How To Apply Kinesiology Tape To A Knee
In the video below, we illustrate application of kinesiology tape for treating knee injuries. Typical knee injuries that can benefit from this treatment are knee sprains, jumper’s knee and osgood schlatter’s syndrome.
How To Apply Kinesiology Tape To A Shoulder
We illustrate below the application of DynaPro Kinesiology tape to treat an injured shoulder. This can come in useful for treating shoulder impingements and damaged shoulder ligaments, tendons or muscles
How To Apply Kinesiology Tape To An Injured Neck
The video below illustrates application of kinesiology tape to treat neck injuries.

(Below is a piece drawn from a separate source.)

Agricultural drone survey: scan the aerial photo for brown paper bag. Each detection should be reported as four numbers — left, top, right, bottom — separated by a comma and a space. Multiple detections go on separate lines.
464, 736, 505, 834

How To Apply Kinesiology RestoreTape To An Injured Elbow
The videa below illustrates how to use kinesiology restoretape to treat an elbow injury such as a strain or tennis or golfers’ elbow.
How To Treat An Injured Foot Using Kinesiology Tape
Foot injuries such as plantar fasciitis or peroneal tendonitis may be managed using kinesiology tape. The video below illustrates how this can be done.
Taping An Injured Back With Kinesiology Tape
Back pain from strained muscles or chronic conditions such as a herniated disk is an increasingly prevalent factor in modern life. In the video below, we illustrate how to treat these injuries and manage the pain they cause using kinesiology tape.
How To Apply Kinesiology Tape To An Injured Ankle
For active individuals, a sprained ankle is probably the number one soft tissue injury they encounter. Fortunately, this and other related ankle injuries can be treated using kinesiology tape using the approach illustrated below.
On this page, we have tried to furnish you with the information you may need if you have to apply kinesiology tape at home. If you have any questions, please consult a qualified physiotherapist for guidance.